PDF(Pubmed)
Abstract:
Following the successful control of poliovirus, the re-emergence of respiratory enterovirus D68 (EV-D68), a prominent non-polio enterovirus, has become a serious public health concern worldwide. Host innate immune responses are the primary defense against EV-D68 invasion; however, the mechanism underlying viral evasion of the antiviral activity of interferons (IFN) remains unclear. In this study, we found that EV-D68 inhibited type I IFN signaling by cleaving signal transducer and activator of transcription 1 (STAT1), a crucial factor in cellular responses to interferons and other cytokines. We observed that the prototype and circulating EV-D68 strains conserved their ability to induce STAT1 cleavage and attenuate IFN signal transduction. Further investigation revealed that EV-D68 3C protease cleaves STAT1 at the 131Q residue. Interestingly, not all enterovirus-encoded 3C proteases exhibited this ability.

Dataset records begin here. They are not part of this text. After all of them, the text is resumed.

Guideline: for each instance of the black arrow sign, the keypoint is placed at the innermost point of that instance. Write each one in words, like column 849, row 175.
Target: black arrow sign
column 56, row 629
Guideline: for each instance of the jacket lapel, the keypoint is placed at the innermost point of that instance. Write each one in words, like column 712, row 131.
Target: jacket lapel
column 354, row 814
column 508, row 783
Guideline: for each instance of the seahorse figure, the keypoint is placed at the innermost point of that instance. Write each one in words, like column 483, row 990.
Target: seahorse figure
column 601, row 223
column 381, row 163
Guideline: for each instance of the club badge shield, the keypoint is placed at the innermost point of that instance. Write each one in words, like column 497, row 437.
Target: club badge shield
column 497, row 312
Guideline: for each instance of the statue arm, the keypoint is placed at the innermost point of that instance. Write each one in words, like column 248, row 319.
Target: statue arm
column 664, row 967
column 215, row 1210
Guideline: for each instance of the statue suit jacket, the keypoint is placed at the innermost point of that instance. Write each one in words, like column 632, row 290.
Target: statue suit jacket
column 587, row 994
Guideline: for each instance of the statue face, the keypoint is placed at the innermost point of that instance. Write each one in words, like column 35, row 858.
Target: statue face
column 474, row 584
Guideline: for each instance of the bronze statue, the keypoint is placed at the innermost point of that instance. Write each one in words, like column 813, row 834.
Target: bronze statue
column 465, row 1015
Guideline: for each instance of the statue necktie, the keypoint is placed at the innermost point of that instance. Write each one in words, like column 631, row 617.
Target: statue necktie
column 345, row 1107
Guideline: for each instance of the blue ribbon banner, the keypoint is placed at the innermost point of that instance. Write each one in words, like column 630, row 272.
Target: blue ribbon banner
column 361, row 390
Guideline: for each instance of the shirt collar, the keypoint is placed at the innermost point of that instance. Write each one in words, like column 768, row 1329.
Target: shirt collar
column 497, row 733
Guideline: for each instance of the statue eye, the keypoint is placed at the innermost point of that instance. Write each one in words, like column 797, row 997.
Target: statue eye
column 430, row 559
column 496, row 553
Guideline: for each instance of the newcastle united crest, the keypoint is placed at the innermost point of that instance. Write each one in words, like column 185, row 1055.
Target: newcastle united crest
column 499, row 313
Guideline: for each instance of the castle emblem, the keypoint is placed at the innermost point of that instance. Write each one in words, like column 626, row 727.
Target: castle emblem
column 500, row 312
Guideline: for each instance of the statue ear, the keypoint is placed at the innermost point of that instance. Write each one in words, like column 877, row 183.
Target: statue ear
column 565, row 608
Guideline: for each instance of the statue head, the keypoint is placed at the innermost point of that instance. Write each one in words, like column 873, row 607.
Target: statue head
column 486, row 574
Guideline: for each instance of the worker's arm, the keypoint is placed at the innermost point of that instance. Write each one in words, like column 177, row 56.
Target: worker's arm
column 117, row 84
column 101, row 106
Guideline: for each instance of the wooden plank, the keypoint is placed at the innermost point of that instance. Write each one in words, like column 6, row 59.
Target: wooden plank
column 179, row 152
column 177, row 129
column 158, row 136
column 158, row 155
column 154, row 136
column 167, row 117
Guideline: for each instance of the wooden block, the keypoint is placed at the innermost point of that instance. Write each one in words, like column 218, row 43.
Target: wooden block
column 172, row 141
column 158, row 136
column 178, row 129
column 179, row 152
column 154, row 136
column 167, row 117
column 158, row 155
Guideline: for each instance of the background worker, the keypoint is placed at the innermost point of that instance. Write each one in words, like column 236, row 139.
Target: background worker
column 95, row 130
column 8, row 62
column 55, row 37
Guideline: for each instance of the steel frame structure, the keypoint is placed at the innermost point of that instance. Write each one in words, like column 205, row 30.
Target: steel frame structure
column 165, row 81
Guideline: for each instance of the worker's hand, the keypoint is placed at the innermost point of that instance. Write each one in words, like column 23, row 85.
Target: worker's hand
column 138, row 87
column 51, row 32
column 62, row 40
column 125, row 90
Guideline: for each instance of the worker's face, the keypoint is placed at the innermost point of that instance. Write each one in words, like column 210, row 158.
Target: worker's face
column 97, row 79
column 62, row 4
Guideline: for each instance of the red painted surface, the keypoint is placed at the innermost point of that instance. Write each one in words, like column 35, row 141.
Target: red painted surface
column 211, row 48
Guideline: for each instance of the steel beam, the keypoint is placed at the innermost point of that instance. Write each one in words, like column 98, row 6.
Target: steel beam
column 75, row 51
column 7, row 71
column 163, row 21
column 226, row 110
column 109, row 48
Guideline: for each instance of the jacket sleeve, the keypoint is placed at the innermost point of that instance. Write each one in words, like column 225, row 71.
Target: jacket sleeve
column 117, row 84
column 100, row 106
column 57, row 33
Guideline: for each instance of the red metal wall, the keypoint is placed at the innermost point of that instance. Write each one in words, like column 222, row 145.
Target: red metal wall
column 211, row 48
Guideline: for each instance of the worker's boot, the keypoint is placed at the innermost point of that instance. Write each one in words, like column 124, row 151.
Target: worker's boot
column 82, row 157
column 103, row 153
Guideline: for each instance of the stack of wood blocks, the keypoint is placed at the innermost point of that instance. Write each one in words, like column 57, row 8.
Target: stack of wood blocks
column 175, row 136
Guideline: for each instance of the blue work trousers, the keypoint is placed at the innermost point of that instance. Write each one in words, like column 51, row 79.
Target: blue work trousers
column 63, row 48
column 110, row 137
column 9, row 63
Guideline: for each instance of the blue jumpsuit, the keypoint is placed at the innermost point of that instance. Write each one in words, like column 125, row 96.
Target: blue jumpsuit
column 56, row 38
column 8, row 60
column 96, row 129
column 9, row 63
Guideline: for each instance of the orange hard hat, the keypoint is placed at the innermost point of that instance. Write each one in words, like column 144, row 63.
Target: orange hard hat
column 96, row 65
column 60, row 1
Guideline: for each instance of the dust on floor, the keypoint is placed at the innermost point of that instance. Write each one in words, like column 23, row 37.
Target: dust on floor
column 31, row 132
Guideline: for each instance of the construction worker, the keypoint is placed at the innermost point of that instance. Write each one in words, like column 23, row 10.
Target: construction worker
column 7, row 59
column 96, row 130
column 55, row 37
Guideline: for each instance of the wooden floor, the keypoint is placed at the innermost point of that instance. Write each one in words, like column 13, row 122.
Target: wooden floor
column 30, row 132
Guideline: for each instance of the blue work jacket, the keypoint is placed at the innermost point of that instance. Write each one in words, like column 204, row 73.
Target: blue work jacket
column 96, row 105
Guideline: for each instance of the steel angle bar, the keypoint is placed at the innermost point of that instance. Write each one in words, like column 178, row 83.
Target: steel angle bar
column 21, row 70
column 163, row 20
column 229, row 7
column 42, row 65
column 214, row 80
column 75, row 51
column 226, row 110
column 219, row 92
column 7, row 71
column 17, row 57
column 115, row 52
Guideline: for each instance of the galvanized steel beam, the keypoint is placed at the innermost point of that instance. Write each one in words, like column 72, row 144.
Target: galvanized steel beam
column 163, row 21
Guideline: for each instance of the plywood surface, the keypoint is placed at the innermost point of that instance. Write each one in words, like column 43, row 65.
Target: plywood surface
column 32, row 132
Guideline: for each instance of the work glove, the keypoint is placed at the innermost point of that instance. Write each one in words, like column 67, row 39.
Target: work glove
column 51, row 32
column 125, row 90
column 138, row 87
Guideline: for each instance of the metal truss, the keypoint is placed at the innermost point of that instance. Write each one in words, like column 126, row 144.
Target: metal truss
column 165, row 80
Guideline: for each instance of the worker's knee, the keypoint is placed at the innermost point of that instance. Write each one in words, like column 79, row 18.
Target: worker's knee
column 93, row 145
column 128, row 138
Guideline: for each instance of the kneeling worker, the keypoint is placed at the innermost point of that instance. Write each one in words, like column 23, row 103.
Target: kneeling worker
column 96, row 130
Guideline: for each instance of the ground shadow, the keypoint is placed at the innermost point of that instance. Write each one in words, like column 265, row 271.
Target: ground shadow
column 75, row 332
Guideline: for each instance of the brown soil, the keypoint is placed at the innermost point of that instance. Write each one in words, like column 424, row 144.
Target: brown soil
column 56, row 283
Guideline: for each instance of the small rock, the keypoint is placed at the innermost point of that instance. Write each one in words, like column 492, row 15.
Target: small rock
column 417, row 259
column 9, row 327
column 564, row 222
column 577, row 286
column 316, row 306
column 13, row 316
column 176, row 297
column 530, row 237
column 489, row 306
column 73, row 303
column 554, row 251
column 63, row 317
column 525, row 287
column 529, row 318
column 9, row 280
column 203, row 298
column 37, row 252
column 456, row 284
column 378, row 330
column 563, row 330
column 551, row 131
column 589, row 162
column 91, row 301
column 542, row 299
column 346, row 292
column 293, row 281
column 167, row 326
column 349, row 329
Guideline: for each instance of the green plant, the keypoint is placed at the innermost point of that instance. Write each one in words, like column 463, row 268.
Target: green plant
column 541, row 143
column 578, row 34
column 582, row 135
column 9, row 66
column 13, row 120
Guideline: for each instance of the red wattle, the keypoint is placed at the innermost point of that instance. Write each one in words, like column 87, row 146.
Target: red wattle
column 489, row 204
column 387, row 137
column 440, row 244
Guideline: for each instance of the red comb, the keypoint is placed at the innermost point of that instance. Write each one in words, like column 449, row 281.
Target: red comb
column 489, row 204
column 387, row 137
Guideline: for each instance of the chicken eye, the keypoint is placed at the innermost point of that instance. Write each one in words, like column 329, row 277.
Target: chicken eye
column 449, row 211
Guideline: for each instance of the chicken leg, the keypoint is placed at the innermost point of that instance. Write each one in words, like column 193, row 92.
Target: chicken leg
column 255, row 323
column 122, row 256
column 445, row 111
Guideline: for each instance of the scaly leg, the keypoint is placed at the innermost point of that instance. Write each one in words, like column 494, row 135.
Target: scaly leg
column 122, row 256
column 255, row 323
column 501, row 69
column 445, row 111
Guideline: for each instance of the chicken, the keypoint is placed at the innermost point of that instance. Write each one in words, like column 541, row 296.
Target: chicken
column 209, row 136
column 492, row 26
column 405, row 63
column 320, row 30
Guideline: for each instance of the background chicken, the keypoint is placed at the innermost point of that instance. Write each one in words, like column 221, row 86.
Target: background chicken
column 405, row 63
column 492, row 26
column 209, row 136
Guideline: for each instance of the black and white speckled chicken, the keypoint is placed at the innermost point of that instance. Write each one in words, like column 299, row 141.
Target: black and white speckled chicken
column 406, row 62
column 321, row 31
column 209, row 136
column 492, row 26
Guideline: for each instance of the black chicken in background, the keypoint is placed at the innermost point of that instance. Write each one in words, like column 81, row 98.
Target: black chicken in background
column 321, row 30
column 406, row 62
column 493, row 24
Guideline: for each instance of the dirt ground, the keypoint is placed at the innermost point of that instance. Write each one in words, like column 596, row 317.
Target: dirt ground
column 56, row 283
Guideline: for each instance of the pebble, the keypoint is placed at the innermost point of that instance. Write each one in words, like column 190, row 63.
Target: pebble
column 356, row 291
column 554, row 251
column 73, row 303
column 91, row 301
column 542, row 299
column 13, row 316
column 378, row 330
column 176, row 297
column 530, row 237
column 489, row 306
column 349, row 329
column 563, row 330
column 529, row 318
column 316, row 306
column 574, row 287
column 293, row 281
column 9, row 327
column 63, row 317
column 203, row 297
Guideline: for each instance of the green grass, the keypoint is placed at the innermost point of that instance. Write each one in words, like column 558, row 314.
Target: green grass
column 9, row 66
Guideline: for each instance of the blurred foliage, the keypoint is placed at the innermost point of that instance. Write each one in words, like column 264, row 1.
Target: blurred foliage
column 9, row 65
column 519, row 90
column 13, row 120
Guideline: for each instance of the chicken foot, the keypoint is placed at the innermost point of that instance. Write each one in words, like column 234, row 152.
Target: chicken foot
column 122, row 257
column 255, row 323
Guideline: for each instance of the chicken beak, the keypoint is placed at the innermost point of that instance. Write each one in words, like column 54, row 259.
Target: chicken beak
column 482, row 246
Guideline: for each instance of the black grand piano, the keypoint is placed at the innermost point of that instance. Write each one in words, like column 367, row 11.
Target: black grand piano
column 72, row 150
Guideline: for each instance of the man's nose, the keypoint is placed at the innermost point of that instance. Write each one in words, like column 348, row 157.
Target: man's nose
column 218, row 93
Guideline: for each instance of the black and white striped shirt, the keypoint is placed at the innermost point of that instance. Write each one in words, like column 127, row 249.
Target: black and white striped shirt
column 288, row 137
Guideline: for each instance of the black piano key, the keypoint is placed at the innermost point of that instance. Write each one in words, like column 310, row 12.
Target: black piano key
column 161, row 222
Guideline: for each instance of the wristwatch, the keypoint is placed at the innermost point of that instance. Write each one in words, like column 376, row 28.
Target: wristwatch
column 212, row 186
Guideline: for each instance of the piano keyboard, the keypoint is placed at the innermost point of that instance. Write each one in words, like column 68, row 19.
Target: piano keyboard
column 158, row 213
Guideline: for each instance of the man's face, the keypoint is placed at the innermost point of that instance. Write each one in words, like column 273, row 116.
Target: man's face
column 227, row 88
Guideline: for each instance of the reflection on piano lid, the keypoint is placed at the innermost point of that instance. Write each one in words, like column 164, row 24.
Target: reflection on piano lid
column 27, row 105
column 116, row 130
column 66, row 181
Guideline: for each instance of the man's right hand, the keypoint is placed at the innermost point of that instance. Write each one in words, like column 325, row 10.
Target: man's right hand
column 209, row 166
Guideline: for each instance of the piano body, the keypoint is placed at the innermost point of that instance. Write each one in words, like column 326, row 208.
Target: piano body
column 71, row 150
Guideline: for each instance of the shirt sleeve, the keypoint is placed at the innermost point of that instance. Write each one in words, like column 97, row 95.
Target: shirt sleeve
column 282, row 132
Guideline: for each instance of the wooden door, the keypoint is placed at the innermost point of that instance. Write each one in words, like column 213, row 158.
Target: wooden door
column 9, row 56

EV-D68 and poliovirus 3C proteases efficiently induced STAT1 cleavage; whereas, 3C proteases from EV-A71, coxsackievirus A16, and echoviruses did not. STAT1 cleavage also abolished the nuclear translocation capacity of STAT1 in response to IFN stimulation to activate downstream signaling elements. Overall, these results suggest that STAT1, targeted by viral protease 3C, is utilized by EV-D68 to subvert the host\'s innate immune response.IMPORTANCEEnterovirus D68 (EV-D68) has significantly transformed over the past decade, evolving from a rare pathogen to a potential pandemic pathogen. The interferon (IFN) signaling pathway is an important defense mechanism and therapeutic target for the host to resist viral invasion. Previous studies have reported that the EV-D68 virus blocks or weakens immune recognition and IFN production in host cells through diverse strategies; however, the mechanisms of EV-D68 resistance to IFN signaling have not been fully elucidated. Our study revealed that EV-D68 relies on its own encoded protease, 3C, to directly cleave signal transducer and activator of transcription 1 (STAT1), a pivotal transduction component in the IFN signaling pathway, disrupting the IFN-mediated antiviral response. Previous studies on human enteroviruses have not documented direct cleavage of the STAT1 protein to evade cellular immune defenses. However, not all enteroviral 3C proteins can cleave STAT1. These findings highlight the diverse evolutionary strategies different human enteroviruses employ to evade host immunity.
摘要:
在成功控制脊髓灰质炎病毒后,呼吸道肠道病毒D68(EV-D68)的重新出现,一种突出的非脊髓灰质炎肠道病毒,已成为全球严重的公共卫生问题。宿主先天性免疫反应是抵御EV-D68入侵的主要防御;然而,病毒逃避干扰素(IFN)抗病毒活性的潜在机制尚不清楚。在这项研究中,我们发现EV-D68通过切割信号转导和转录激活因子1(STAT1)抑制I型IFN信号,细胞对干扰素和其他细胞因子反应的关键因素。我们观察到原型和循环EV-D68菌株保留了它们诱导STAT1裂解和减弱IFN信号转导的能力。进一步的研究显示,EV-D683C蛋白酶在131Q残基处切割STAT1。有趣的是,并非所有肠道病毒编码的3C蛋白酶都表现出这种能力。EV-D68和脊髓灰质炎病毒3C蛋白酶有效诱导STAT1裂解;然而,来自EV-A71,柯萨奇病毒A16和回声病毒的3C蛋白酶没有。STAT1裂解还消除了STAT1响应于IFN刺激激活下游信号元件的核易位能力。总的来说,这些结果表明,由病毒蛋白酶3C靶向的STAT1,EV-D68利用它来颠覆宿主的先天免疫反应。IMPORTANCE肠病毒D68(EV-D68)在过去十年中发生了重大变化,从一种罕见的病原体演变为一种潜在的大流行病原体。干扰素(IFN)信号通路是宿主抵抗病毒侵袭的重要防御机制和治疗靶点。以前的研究报道,EV-D68病毒通过不同的策略阻断或削弱宿主细胞中的免疫识别和IFN的产生;然而,EV-D68对IFN信号传导的抗性机制尚未完全阐明。我们的研究表明,EV-D68依赖于自己编码的蛋白酶,3C,直接切割信号转导和转录激活因子1(STAT1),IFN信号通路中的关键转导成分,破坏IFN介导的抗病毒反应。以前对人类肠道病毒的研究没有记载直接裂解STAT1蛋白以逃避细胞免疫防御。然而,并非所有的肠道病毒3C蛋白都能裂解STAT1。这些发现强调了不同人类肠道病毒用来逃避宿主免疫的不同进化策略。